“I hate this issue.
It breaks my heart. So
complicated.”
So streamed this tweet, as a recent Q&A episode on ABC television again tackled the issue of
refugee incarceration.
Within that simple tweet lies the intense but contradictory
strands of a newly-emerging public response to the treatment of asylum seekers.
An image that calls up many responses - in each of us. Courtesy SMH. |
Yet the response does not look like the freshly-minted
righteous anger – for or against - we first witnessed.
Simply, many of us are now prepared to admit solutions like
incarceration on Nauru are cruel. And
many of us are also prepared to let it go.
It causes us genuine anguish to see these ordinary yet
determined people placed in a proto-jail.
But our distress makes us want to look away, and hope the issue will die
down or simply go away.
These are the threads I am sensing.
Firstly, many of us have built up empathy for refugees and
asylum seekers. Most Australians are now
more likely to take a refugee into their home, or give them a chance at a job.
Secondly, our national response does embarrass a surprising
amount of us. “Fortress Australia,”
sneered another Q&A tweet. “The rest of the world is laughing at
us.” I know, we know.
Thirdly, we will not take to the streets to fight against
incarceration.
Are we accepting this new development because it takes it
off the front pages? That bringing back
the Pacific Solution actually deprives the strident and vituperative nationalists
of an opportunity to air their xenophobic views?
And here’s a fourth strand.
The articulation that refugees who arrive by boat should get no advantage compared to those stuck in
refugee camps elsewhere, is popular.
It calls to our sense of fair play, even though many of us
logically know that it isn’t fair. It
isn’t a case of who was first, and who is pushing into the line.
There is a surging mass of millions of displaced people all
over the world, and they cannot stand in an orderly line like they are waiting
for service at a coffee shop.
A refugee camp - Australians understand the urge to flee. www.elpais.cr |
As the tweet said, it is heartbreaking and complicated. As well as personally confronting.
We could say “the boat people” matter is a fault line that
divides people in Australian politics, but too many of us see it is a personal fault
line within us.
On Q&A Federal
Minister Peter Garrett bravely said “no one takes comfort” in the Nauru
solution.
A more profound defence than that is impossible.
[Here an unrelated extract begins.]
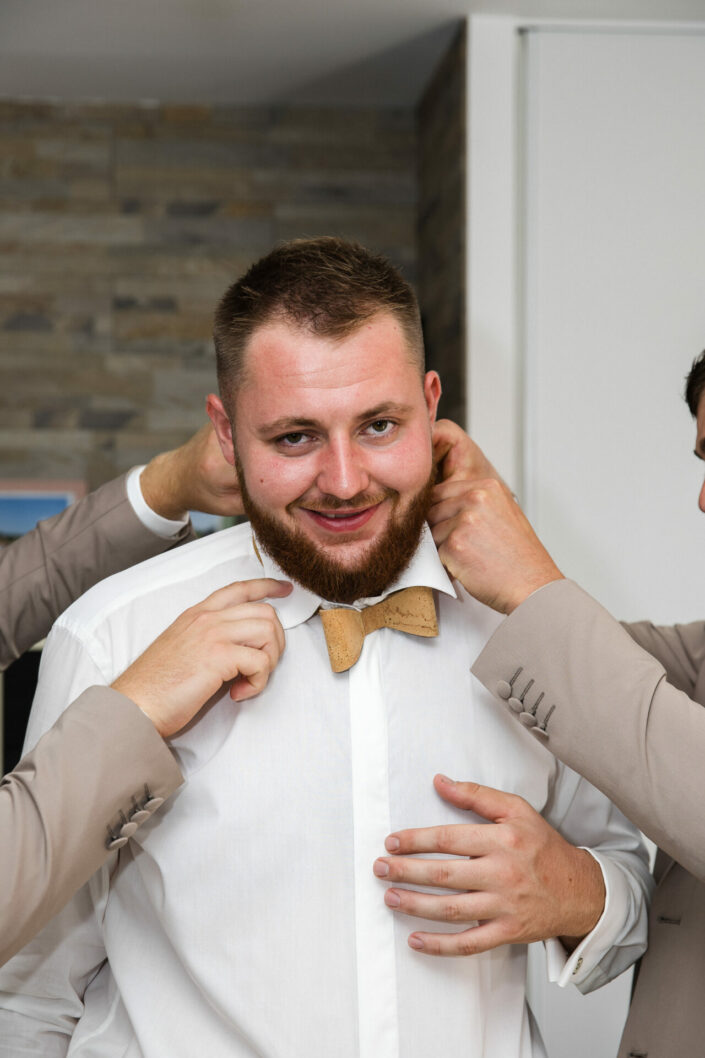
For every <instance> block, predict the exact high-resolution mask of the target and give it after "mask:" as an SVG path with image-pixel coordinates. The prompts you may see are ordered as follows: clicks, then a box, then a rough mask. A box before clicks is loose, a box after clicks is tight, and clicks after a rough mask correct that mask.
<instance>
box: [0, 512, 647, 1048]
mask: <svg viewBox="0 0 705 1058" xmlns="http://www.w3.org/2000/svg"><path fill="white" fill-rule="evenodd" d="M263 558H264V566H265V572H266V573H267V574H268V576H274V577H277V576H282V574H281V573H279V571H278V570H277V569H276V567H275V566H274V565H273V563H272V562H271V561H270V560H269V559H268V558H267V555H263ZM261 574H263V568H261V565H260V563H259V561H258V560H257V558H256V554H255V550H254V548H253V543H252V536H251V531H250V528H249V526H247V525H245V526H238V527H236V528H234V529H230V530H225V531H223V532H219V533H217V534H215V535H212V536H209V537H205V539H203V540H200V541H197V542H196V543H195V544H191V545H188V546H186V547H183V548H180V549H179V550H178V551H168V552H166V553H165V554H162V555H159V557H158V558H156V559H152V560H150V561H149V562H146V563H143V564H142V565H141V566H137V567H134V568H132V569H129V570H127V571H126V572H124V573H120V574H119V576H116V577H113V578H111V579H110V580H108V581H104V582H103V583H102V584H98V585H97V586H96V587H95V588H93V589H92V590H91V591H90V592H88V594H87V595H86V596H84V598H83V599H80V600H79V601H78V602H77V603H75V604H74V605H73V606H72V607H71V608H70V609H69V610H68V612H67V613H66V614H65V615H64V616H62V617H61V618H60V620H59V621H58V622H57V624H56V625H55V627H54V631H53V632H52V634H51V636H50V638H49V640H48V643H47V647H46V650H44V655H43V659H42V667H41V673H40V680H39V688H38V691H37V697H36V700H35V706H34V711H33V716H32V719H31V725H30V734H29V740H30V742H35V741H36V738H37V737H38V736H39V735H40V734H41V732H43V731H44V730H46V729H47V728H48V727H49V726H50V725H51V724H52V723H53V722H54V719H55V718H56V714H57V712H58V711H60V710H58V709H57V703H60V701H64V703H66V704H68V703H69V701H71V700H73V698H75V697H76V695H77V694H78V693H80V691H83V690H84V688H85V687H87V686H89V685H91V683H95V682H109V681H110V680H112V679H113V678H114V677H115V675H116V674H119V673H120V672H122V671H123V670H124V669H125V668H126V667H127V665H128V664H129V662H130V661H131V660H132V659H133V658H134V657H135V656H138V655H139V654H140V653H141V652H142V651H143V650H144V647H145V646H146V645H147V643H148V642H150V641H151V640H152V639H153V638H155V637H156V636H157V635H158V634H159V633H160V632H161V631H162V630H163V628H165V627H166V626H167V625H168V624H169V623H170V622H171V621H173V620H174V619H175V618H176V617H177V615H178V614H180V613H181V612H182V610H183V609H184V608H185V607H186V606H188V605H192V604H193V603H195V602H197V601H198V600H200V599H202V598H203V597H204V596H205V595H207V594H209V592H211V591H213V590H215V589H216V588H217V587H220V586H221V585H223V584H227V583H229V582H231V581H234V580H241V579H245V578H252V577H260V576H261ZM412 584H427V585H429V586H431V587H432V588H434V589H435V592H434V594H435V597H436V603H437V609H438V624H439V636H438V638H436V639H421V638H418V637H415V636H410V635H405V634H404V633H401V632H396V631H394V630H388V628H382V630H380V631H379V632H375V633H373V634H372V635H369V636H367V637H366V639H365V642H364V646H363V650H362V655H361V657H360V660H359V661H358V662H357V664H356V665H354V668H353V669H350V670H349V672H347V673H340V674H335V673H332V672H331V670H330V665H329V662H328V657H327V652H326V645H325V640H324V635H323V628H322V624H321V620H320V618H319V617H318V616H317V610H318V608H319V605H320V603H321V600H320V599H318V598H315V597H314V596H312V595H311V594H310V592H308V591H306V590H305V589H303V588H301V587H299V586H294V590H293V591H292V594H291V595H290V596H288V597H287V598H286V599H277V600H275V601H274V603H275V606H276V609H277V612H278V615H279V618H281V621H282V624H283V625H284V628H285V630H286V639H287V646H286V650H285V652H284V655H283V656H282V659H281V661H279V664H278V667H277V669H276V670H275V672H274V673H273V675H272V678H271V679H270V681H269V685H268V687H267V689H266V690H265V691H264V692H263V694H261V695H259V697H257V698H254V699H252V700H249V701H245V703H242V704H239V705H238V704H234V703H233V701H232V700H231V699H230V698H229V697H228V695H227V693H222V694H219V695H218V696H217V699H214V700H213V701H212V703H210V704H209V705H207V706H206V708H205V709H204V710H203V712H202V713H201V714H200V715H199V717H198V718H197V719H196V720H195V722H194V723H192V724H191V725H189V727H188V728H187V729H186V730H185V731H183V732H181V733H180V734H179V735H178V736H177V737H175V738H174V740H173V747H174V751H175V753H176V755H177V758H178V760H179V763H180V766H181V768H182V769H183V771H184V773H185V776H186V782H185V785H184V786H182V787H181V789H180V790H179V791H178V792H177V794H175V796H174V797H173V798H171V800H170V802H169V804H168V805H165V806H164V808H163V809H162V811H161V813H160V814H159V818H155V819H152V820H148V821H147V822H145V823H144V824H143V825H142V826H141V827H140V829H139V831H138V832H137V833H135V834H134V836H133V838H132V839H131V840H130V841H129V843H128V844H127V845H125V846H124V847H123V849H122V850H121V851H120V852H119V853H117V854H116V855H115V856H114V858H113V860H112V863H111V864H108V865H107V867H106V868H104V869H103V870H102V871H100V872H98V873H97V874H96V875H95V876H94V877H93V878H92V880H91V881H90V882H89V883H88V886H87V887H86V888H85V889H84V890H82V891H80V892H79V894H78V895H77V896H76V897H75V899H74V900H73V901H72V902H71V904H70V905H69V906H68V908H67V909H66V910H65V912H62V913H61V914H60V915H58V916H57V917H56V918H55V919H54V920H53V922H52V923H51V924H50V925H49V927H47V929H46V930H44V931H43V933H42V934H40V935H39V937H38V938H37V940H36V941H34V942H33V943H32V944H31V945H29V946H28V947H26V948H25V949H24V950H23V951H22V952H21V953H20V954H19V955H17V956H16V957H15V959H14V960H13V961H12V962H11V963H10V964H7V966H6V967H4V968H3V970H2V971H0V988H1V989H3V992H4V995H3V997H2V1006H3V1010H2V1013H1V1014H0V1055H2V1056H5V1058H10V1056H12V1058H17V1056H18V1055H22V1054H32V1055H39V1054H41V1055H42V1058H50V1056H54V1055H65V1054H69V1055H72V1056H76V1058H194V1056H195V1055H207V1056H209V1058H331V1056H335V1058H430V1056H435V1055H449V1056H453V1058H466V1056H467V1058H536V1056H539V1055H543V1054H544V1052H543V1046H542V1044H541V1041H540V1040H539V1039H538V1033H537V1032H536V1028H535V1026H534V1023H532V1019H531V1018H530V1015H529V1014H528V1010H527V1007H526V1004H525V995H524V993H525V975H526V949H525V947H524V946H520V945H512V946H505V947H502V948H499V949H495V950H493V951H491V952H487V953H485V954H481V955H475V956H473V957H468V959H446V960H445V959H434V957H431V956H428V955H423V954H419V953H418V952H415V951H413V950H412V949H410V948H409V946H408V944H406V937H408V935H409V933H410V932H412V931H413V930H414V929H432V930H439V929H442V928H445V927H444V926H440V925H439V924H437V923H430V924H427V923H423V922H422V920H420V919H416V918H410V917H405V916H403V915H400V914H398V913H396V912H394V911H391V910H390V909H388V908H387V907H386V906H385V905H384V901H383V894H384V890H385V888H386V883H385V882H383V881H381V880H379V879H378V878H376V877H375V876H374V874H373V862H374V860H375V858H376V857H377V856H379V855H380V854H383V853H384V849H383V839H384V837H385V836H386V835H387V834H388V833H391V832H392V831H395V829H399V828H402V827H410V826H430V825H434V824H439V823H452V822H467V821H469V820H471V821H476V817H473V816H471V815H469V814H467V813H464V811H462V810H459V809H456V808H455V807H453V806H451V805H449V804H447V803H446V802H444V801H441V800H440V799H439V798H438V796H437V795H436V792H435V790H434V788H433V785H432V779H433V776H434V774H435V773H436V772H437V771H442V772H446V773H447V774H449V776H452V777H454V778H457V779H472V780H475V781H477V782H480V783H485V784H488V785H491V786H495V787H500V788H501V789H505V790H509V791H512V792H517V794H521V795H522V796H523V797H524V798H526V799H527V800H528V801H529V802H530V803H531V804H532V805H534V806H535V807H536V808H537V809H539V810H540V811H542V813H543V814H544V816H545V817H546V818H547V819H548V820H549V821H550V822H552V823H553V824H555V825H556V826H557V827H558V828H559V829H560V831H561V833H562V834H563V835H565V837H566V838H567V839H568V840H570V841H572V842H574V843H575V844H580V845H584V846H588V847H590V849H591V851H593V854H594V855H595V856H596V858H597V859H598V861H599V862H600V865H601V867H602V871H603V875H604V878H605V884H607V889H608V904H607V907H605V910H604V913H603V914H602V917H601V919H600V922H599V923H598V925H597V927H596V928H595V930H594V931H593V932H592V933H591V934H589V936H588V937H585V940H584V941H583V942H582V943H581V945H580V946H579V948H578V949H577V950H576V951H575V952H574V953H573V955H572V956H571V957H570V959H566V956H565V955H564V953H563V954H562V956H560V957H559V959H558V960H557V954H556V950H557V949H559V945H558V942H555V943H554V952H553V960H554V963H555V964H556V962H558V964H559V965H557V966H556V967H555V970H556V975H559V977H560V978H561V981H562V982H565V981H570V980H572V981H573V982H575V983H576V984H577V985H578V986H579V987H580V988H582V989H583V990H589V989H590V988H591V987H595V986H597V985H598V984H601V983H603V982H604V981H605V980H609V979H610V978H611V977H614V975H615V974H616V973H618V972H619V971H620V970H621V969H623V968H625V967H626V966H627V965H629V964H630V963H631V962H632V961H633V960H634V959H635V957H636V956H638V955H639V954H640V953H641V951H643V950H644V947H645V942H646V915H645V906H644V904H645V901H644V896H645V893H646V892H647V891H648V889H649V873H648V867H647V860H646V855H645V853H644V850H643V847H641V845H640V842H639V838H638V836H637V833H636V831H635V829H634V827H632V826H631V824H630V823H628V822H627V820H625V818H623V817H622V816H621V815H620V814H619V813H618V811H617V809H616V808H614V807H613V806H612V805H611V804H610V802H609V801H607V799H605V798H604V797H603V796H602V795H601V794H599V792H598V791H597V790H595V789H594V787H592V786H591V785H590V784H588V783H586V782H585V781H584V780H582V779H580V778H579V777H578V776H576V774H575V773H574V772H572V771H570V770H568V769H567V768H565V767H564V766H563V765H562V764H560V763H559V762H558V761H556V760H555V759H554V758H553V756H552V754H550V753H548V752H547V751H546V750H545V749H544V748H543V747H542V746H541V745H539V744H537V742H536V741H535V740H534V738H532V737H531V736H530V735H529V734H528V733H527V732H526V731H525V730H524V729H523V728H522V727H521V726H520V725H518V724H516V723H514V722H513V720H511V719H510V718H508V717H507V716H506V715H505V713H504V711H502V710H499V709H498V708H496V706H495V705H494V703H493V701H492V699H491V697H490V695H489V694H488V692H486V691H485V689H484V688H483V687H482V686H481V685H480V682H478V681H477V680H475V678H474V677H473V676H472V675H471V673H470V665H471V663H472V661H473V660H474V658H475V657H476V655H477V653H478V652H480V650H481V649H482V647H483V645H484V644H485V642H486V641H487V639H488V637H489V635H490V634H491V632H492V631H493V628H494V627H495V626H496V624H498V621H499V620H500V618H499V617H498V616H496V615H495V614H494V613H493V612H491V610H489V609H487V608H485V607H484V606H482V605H481V604H478V603H476V602H475V601H474V600H473V599H471V598H470V597H468V596H467V595H465V594H464V592H463V591H462V589H459V590H458V592H457V595H456V592H455V590H454V588H453V586H452V584H451V582H450V581H449V579H448V576H447V574H446V572H445V570H444V568H442V566H441V565H440V562H439V561H438V557H437V553H436V549H435V547H434V545H433V540H432V537H431V535H430V533H429V532H428V531H427V532H426V534H424V536H423V539H422V542H421V545H420V547H419V549H418V551H417V553H416V555H415V559H414V561H413V562H412V564H411V566H410V567H409V569H408V570H406V571H405V572H404V574H403V576H402V577H401V578H400V579H399V581H398V583H397V584H395V585H394V586H393V587H392V588H391V589H390V590H395V589H396V588H399V587H404V586H408V585H412ZM448 928H449V929H451V928H455V929H457V927H448ZM560 951H561V952H562V949H560ZM106 955H107V959H108V961H109V962H106ZM74 1029H75V1030H74ZM72 1034H73V1035H72Z"/></svg>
He could only focus narrowly on the simple
retort that the new solution stops lives from being put at risk, and punishes
people smugglers.
Singer Billy Bragg said on Q&A that “a country must be judged on how the weak and
dispossessed are treated”. We know we
cannot meet this test.
That is another burden to put on our heavy hearts, but it
won’t be enough to break their new hardening.